# Serbian (BCS): Džabe, bečka



## българин

What do these 2 words mean, I can't find them in a dictionary. 
becka
dzabe


----------



## Athaulf

българин said:


> What do these 2 words mean, I can't find them in a dictionary.
> becka
> dzabe



_Džabe_ is a colloquial word of Turkish origin that means, depending on the context, _for free_ or _for no useful purpose_. 

_Bečka_ is the feminine form of the adjective _bečki_, which means _Viennese_ (i.e. related to Vienna, Austria).


----------



## ienne

_Džabe_ is also used when you wish to say that something is or was done _in vain_ .


----------



## Duya

...and, "bečka", on its own, most commonly refers to the wiener schnitzel (bečka šnicla).


----------



## ienne

Yes, in Croatian it would be_ bečki_ _odrezak_ (masculinum). We say odrezak as well, not only šnicla. They are synonymous.


----------



## Chazzwozzer

Athaulf said:


> _Džabe_ is a colloquial word of Turkish origin that means, depending on the context, _for free_ or _for no useful purpose_.


What Turkish word does _džabe _derive from?


----------



## ienne

_Džaba_, my dictionary says so


----------



## Athaulf

Chazzwozzer said:


> What Turkish word does _džabe _derive from?



I believe it comes from the Turkish _caba_ (in fact, in some places people actually say _džaba_, with an _a_ at the end). Note that the digraph _dž _in the Croatian/Serbian alphabet is pronounced the same way as _c_ in Turkish or _j_ in English.


----------



## Chazzwozzer

Could _džaba_, in any context, mean *"free of charge"* and *"extra, additional"*? If yes, can you please provide some example sentences?


----------



## ienne

Yes, it can. 
1) Ništa nije džabe. Nothing is free of charge. Everything costs money. 
2) Džabe ti je telefonirati. It is futile, of no use to telephone (because let's say, nobody is home)
I do not think I am familiar with the_ extra, additional _context in this sense so I cannot provide it.


----------



## Athaulf

Yes, _džabe_/_džaba _doesn't have exactly the same meanings in modern Bosnian/Croatian/Serbian and Turkish; its meaning has drifted (or perhaps been preserved in an archaic form?) among South Slavs. You can use it as a literal translation for the English expressions _"for free"_ or _"free of charge"_ -- if I'm not mistaken, it can have this meaning in modern Turkish. Its other meanings, however, have diverged. We use it to say that something is pointless, futile, or done for no useful reason; it doesn't have its other modern Turkish meaning (_extra_, _additional_). You can see examples of both meanings in the post above.

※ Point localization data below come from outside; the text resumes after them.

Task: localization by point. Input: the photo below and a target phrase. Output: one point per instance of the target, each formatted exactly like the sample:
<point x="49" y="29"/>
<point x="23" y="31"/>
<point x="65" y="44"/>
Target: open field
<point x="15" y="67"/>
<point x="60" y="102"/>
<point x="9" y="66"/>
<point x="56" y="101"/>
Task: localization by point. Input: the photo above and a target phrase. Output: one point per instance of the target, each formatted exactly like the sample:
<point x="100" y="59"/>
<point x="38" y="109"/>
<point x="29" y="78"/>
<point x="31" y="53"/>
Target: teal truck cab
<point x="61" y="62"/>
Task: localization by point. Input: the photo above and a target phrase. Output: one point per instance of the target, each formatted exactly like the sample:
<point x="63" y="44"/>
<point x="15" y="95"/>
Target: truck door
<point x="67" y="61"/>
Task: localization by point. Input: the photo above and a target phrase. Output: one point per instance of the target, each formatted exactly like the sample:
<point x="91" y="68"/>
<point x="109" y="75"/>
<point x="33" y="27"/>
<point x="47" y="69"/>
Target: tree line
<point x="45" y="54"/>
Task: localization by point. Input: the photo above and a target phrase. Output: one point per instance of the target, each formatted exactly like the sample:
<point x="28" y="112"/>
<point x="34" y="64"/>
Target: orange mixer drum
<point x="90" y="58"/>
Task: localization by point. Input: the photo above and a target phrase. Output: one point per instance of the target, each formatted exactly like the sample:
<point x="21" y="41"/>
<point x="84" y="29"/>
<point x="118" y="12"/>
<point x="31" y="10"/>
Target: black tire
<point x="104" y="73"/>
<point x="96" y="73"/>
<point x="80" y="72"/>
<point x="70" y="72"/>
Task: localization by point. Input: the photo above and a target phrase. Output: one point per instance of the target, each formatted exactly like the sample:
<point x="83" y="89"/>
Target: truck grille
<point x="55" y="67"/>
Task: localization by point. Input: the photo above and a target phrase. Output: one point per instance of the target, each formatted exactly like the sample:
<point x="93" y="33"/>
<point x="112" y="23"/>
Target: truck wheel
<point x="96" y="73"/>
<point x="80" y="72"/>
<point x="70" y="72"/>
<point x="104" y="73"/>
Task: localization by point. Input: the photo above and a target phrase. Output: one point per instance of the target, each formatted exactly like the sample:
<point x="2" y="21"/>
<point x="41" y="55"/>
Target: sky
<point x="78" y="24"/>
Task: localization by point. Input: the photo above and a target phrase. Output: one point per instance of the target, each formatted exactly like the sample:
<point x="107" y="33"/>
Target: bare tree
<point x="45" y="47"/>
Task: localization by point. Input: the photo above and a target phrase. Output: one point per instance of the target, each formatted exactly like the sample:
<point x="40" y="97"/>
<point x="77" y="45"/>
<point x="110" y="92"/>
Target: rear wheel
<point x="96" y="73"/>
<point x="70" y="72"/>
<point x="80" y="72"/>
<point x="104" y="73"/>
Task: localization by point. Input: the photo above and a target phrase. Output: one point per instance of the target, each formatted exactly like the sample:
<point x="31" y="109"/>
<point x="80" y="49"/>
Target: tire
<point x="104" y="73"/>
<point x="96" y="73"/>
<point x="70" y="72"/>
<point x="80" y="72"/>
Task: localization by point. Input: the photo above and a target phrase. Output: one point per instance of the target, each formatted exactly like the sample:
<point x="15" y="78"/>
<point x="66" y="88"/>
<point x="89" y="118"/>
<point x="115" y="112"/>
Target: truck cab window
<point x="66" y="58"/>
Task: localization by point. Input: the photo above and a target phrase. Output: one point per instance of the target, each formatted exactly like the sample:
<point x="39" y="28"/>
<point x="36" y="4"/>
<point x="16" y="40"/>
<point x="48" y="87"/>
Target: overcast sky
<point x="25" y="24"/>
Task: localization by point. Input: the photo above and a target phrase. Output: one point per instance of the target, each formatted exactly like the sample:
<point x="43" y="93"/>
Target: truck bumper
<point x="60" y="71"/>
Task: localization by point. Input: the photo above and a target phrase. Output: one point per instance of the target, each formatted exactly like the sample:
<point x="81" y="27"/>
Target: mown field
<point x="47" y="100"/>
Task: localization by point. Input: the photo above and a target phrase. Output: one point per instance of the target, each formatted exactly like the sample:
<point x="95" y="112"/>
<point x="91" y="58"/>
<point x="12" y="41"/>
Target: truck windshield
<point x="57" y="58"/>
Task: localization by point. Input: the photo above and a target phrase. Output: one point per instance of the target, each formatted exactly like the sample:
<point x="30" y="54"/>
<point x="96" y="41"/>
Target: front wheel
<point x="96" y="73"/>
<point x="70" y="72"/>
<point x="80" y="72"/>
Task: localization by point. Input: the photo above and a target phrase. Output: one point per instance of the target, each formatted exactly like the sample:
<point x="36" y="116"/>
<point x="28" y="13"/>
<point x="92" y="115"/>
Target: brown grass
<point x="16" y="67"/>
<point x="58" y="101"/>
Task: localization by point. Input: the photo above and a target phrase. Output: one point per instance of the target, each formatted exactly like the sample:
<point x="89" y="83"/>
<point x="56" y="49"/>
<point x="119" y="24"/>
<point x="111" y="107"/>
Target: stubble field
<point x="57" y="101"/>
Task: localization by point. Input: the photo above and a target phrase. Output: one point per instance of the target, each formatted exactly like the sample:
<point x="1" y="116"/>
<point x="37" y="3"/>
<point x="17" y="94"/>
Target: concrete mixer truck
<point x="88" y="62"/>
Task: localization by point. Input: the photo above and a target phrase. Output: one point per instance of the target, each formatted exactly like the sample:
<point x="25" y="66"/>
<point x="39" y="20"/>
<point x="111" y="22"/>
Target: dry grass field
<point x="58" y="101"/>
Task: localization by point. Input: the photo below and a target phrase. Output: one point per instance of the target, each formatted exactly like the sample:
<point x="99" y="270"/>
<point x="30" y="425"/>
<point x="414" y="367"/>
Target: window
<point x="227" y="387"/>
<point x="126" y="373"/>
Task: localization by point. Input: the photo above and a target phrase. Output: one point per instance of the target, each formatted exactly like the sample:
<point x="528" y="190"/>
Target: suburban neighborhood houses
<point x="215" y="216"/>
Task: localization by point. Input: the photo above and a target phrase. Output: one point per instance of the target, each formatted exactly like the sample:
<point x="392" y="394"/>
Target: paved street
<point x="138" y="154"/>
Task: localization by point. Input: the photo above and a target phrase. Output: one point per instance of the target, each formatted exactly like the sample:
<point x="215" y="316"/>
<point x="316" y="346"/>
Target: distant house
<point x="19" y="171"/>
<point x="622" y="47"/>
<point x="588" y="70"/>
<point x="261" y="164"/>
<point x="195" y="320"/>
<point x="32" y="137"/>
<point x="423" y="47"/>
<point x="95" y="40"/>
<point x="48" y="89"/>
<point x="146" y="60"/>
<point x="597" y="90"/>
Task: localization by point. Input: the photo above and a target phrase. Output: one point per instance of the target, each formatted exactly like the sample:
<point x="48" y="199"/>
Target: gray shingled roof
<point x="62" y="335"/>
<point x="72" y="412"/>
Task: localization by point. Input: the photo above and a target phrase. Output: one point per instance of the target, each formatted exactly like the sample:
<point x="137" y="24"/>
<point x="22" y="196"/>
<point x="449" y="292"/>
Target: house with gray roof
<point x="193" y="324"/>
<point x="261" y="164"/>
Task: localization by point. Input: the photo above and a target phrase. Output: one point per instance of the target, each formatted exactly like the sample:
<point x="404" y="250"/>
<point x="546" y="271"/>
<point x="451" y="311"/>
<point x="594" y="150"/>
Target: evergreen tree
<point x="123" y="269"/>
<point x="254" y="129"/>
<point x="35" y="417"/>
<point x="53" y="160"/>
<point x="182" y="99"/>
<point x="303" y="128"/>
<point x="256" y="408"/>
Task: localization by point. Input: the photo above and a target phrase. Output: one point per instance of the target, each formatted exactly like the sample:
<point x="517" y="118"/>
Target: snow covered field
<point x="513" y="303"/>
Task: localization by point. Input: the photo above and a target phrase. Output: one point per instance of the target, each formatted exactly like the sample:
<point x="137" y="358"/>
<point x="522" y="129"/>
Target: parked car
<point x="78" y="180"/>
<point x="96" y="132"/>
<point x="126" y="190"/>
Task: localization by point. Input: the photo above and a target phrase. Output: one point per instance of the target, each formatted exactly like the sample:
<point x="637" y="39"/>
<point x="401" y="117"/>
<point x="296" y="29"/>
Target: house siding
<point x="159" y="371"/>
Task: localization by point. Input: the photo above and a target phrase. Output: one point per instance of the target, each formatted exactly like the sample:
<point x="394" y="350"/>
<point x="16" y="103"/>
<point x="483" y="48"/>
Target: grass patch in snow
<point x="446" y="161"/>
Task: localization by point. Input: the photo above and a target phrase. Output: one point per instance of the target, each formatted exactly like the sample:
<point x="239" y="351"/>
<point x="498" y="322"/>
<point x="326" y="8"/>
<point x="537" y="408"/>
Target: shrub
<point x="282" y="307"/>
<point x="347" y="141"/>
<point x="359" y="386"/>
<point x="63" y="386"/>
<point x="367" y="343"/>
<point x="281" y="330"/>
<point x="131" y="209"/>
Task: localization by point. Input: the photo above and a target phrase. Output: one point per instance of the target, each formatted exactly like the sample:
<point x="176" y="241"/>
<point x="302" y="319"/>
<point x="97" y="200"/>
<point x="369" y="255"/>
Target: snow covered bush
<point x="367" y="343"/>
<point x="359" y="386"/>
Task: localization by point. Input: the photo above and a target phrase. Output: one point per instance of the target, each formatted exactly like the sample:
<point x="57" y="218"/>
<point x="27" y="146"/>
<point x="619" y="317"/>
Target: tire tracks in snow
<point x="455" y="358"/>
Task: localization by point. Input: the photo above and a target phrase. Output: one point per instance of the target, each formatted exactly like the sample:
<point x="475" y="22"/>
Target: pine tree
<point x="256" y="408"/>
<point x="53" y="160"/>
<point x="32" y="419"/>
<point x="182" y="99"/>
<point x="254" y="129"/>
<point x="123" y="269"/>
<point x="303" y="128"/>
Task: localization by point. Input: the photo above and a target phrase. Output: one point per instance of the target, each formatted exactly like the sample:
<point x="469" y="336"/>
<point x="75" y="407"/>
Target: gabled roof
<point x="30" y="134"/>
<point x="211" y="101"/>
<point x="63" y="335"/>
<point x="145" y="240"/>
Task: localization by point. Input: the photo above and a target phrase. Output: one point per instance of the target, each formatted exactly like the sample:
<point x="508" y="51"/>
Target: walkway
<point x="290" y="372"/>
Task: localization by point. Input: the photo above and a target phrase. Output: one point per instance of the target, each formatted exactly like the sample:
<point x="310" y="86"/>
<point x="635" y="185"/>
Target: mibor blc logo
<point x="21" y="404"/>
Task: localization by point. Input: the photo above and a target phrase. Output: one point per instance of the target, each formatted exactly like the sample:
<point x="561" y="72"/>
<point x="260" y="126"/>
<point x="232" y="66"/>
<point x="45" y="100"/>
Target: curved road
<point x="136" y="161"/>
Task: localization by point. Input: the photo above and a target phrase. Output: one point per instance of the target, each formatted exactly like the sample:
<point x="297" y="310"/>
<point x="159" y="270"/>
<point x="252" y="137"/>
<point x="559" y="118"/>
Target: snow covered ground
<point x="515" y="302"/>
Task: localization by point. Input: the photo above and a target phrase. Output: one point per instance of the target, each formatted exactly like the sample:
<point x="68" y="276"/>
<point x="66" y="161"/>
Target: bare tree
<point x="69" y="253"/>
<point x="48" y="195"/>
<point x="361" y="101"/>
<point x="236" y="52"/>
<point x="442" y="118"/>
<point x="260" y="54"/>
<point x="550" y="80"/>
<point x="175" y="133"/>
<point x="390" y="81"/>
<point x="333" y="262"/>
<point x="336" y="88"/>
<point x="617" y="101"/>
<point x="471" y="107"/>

Note however that this word is nowadays officially considered as a part of folkish substandard speech, even though it's immensely popular in everyday speech in Bosnia and Serbia (and to some extent also in Croatia). 

Interestingly, we also have the word _badava_, which obviously comes from the Turkish _bedava_. It has exactly the same meanings as _džabe_.


----------



## ienne

Athaulf, haven't heard this word ever since the late 1980s maybe, and that in movies (not the Croatian ones) only...


----------



## Athaulf

ienne said:


> Athaulf, haven't heard this word ever since the late 1980s maybe, and that in movies (not the Croatian ones) only...

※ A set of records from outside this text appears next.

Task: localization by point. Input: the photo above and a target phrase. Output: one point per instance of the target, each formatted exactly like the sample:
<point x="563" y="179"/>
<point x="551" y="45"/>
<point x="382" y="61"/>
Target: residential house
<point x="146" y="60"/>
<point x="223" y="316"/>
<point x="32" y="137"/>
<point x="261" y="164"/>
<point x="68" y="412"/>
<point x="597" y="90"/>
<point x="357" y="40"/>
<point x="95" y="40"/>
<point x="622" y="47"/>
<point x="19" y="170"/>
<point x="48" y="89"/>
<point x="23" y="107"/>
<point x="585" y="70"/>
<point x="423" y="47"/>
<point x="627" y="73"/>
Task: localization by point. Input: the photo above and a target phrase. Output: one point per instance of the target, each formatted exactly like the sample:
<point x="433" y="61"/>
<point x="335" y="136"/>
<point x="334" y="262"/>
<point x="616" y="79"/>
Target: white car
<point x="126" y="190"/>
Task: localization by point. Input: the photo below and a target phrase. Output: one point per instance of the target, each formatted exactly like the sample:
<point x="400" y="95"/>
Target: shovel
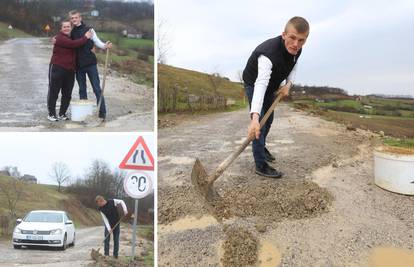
<point x="95" y="252"/>
<point x="96" y="121"/>
<point x="204" y="183"/>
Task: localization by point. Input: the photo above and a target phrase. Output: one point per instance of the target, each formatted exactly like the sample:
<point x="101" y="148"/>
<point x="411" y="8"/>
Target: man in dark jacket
<point x="62" y="70"/>
<point x="86" y="60"/>
<point x="111" y="217"/>
<point x="269" y="65"/>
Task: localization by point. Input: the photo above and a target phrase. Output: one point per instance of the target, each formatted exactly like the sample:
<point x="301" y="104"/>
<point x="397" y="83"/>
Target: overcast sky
<point x="361" y="46"/>
<point x="34" y="153"/>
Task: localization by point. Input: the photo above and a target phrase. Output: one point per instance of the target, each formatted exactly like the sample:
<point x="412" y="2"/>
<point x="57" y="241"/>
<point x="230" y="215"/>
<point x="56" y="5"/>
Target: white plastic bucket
<point x="394" y="170"/>
<point x="81" y="109"/>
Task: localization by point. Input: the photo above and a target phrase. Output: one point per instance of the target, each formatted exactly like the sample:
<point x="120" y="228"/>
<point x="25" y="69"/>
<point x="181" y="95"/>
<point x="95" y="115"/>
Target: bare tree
<point x="12" y="170"/>
<point x="12" y="189"/>
<point x="163" y="41"/>
<point x="60" y="173"/>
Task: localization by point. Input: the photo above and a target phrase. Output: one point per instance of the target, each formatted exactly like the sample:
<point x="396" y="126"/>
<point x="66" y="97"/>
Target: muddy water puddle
<point x="268" y="200"/>
<point x="242" y="248"/>
<point x="389" y="256"/>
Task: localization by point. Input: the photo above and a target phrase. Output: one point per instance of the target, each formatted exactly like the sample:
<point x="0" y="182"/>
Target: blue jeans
<point x="258" y="145"/>
<point x="92" y="72"/>
<point x="115" y="234"/>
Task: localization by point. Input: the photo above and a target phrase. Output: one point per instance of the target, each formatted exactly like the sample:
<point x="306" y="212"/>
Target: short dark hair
<point x="73" y="12"/>
<point x="63" y="21"/>
<point x="299" y="23"/>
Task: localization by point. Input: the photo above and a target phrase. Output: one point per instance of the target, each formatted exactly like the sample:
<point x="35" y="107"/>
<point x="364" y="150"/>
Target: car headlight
<point x="56" y="232"/>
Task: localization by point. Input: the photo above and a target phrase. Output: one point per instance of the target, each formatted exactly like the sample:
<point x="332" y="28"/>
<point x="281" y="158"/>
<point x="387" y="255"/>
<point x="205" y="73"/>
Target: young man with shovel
<point x="271" y="62"/>
<point x="111" y="217"/>
<point x="86" y="61"/>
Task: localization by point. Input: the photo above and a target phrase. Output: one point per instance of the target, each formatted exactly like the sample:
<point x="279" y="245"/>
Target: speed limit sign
<point x="138" y="185"/>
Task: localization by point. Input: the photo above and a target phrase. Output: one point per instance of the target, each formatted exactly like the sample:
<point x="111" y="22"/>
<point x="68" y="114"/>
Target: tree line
<point x="32" y="15"/>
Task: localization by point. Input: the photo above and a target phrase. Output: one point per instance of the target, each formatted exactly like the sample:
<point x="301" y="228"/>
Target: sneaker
<point x="63" y="117"/>
<point x="268" y="171"/>
<point x="52" y="118"/>
<point x="269" y="157"/>
<point x="102" y="116"/>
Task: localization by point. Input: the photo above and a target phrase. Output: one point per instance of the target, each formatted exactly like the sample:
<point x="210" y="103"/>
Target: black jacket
<point x="111" y="212"/>
<point x="84" y="56"/>
<point x="282" y="61"/>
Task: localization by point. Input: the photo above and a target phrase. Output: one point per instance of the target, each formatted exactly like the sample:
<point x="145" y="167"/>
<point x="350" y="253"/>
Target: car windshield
<point x="44" y="217"/>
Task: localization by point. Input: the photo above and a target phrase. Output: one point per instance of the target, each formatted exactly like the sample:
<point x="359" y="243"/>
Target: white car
<point x="44" y="228"/>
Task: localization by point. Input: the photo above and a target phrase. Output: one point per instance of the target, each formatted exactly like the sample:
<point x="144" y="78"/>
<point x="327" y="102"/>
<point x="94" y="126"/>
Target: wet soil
<point x="240" y="248"/>
<point x="327" y="209"/>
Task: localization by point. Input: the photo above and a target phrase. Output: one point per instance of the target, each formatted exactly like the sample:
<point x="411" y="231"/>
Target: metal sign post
<point x="134" y="228"/>
<point x="137" y="185"/>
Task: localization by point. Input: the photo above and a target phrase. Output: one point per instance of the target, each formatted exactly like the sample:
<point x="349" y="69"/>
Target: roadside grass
<point x="39" y="196"/>
<point x="392" y="126"/>
<point x="133" y="57"/>
<point x="6" y="33"/>
<point x="179" y="85"/>
<point x="405" y="142"/>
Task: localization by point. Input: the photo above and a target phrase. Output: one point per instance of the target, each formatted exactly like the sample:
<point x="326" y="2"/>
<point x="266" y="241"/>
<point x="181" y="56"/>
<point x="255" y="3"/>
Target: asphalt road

The word _badava_? I've heard it in Croatia quite a few times, and Google confirms that it's very much alive in modern Croatian.


----------



## ienne

No, not that one. The one that is the subject of this thread.


----------



## Athaulf

ienne said:


> No, not that one. The one that is the subject of this thread.



That one seems to be alive too -- both in the form džabe and džaba. Admittedly, in most of Croatia, it's used more often in a joking/sarcastic way.


----------



## ienne

Yes, could be. In a joking way. With the accentuated DŽ especially. That's how I imagine it is being used. Or how I vaguely remember.

I never heard džabA though. Only in Star Wars IV, V, VI.


----------



## Chazzwozzer

Thanks for your answers!


Athaulf said:


> You can use it as a literal translation for the English expressions _"for free"_ or _"free of charge"_ -- if I'm not mistaken, it can have this meaning in modern Turkish.


Yes, but the most usual word would be _bedava_.


----------



## ienne

In Croatian I can hear _badava_ a lot. It means for_ free_, _free of charge_.


----------



## Kriviq

ienne said:


> In Croatian I can hear _badava_ a lot. It means for_ free_, _free of charge_.



In Bulgarian it`s been transformed to бадева.


----------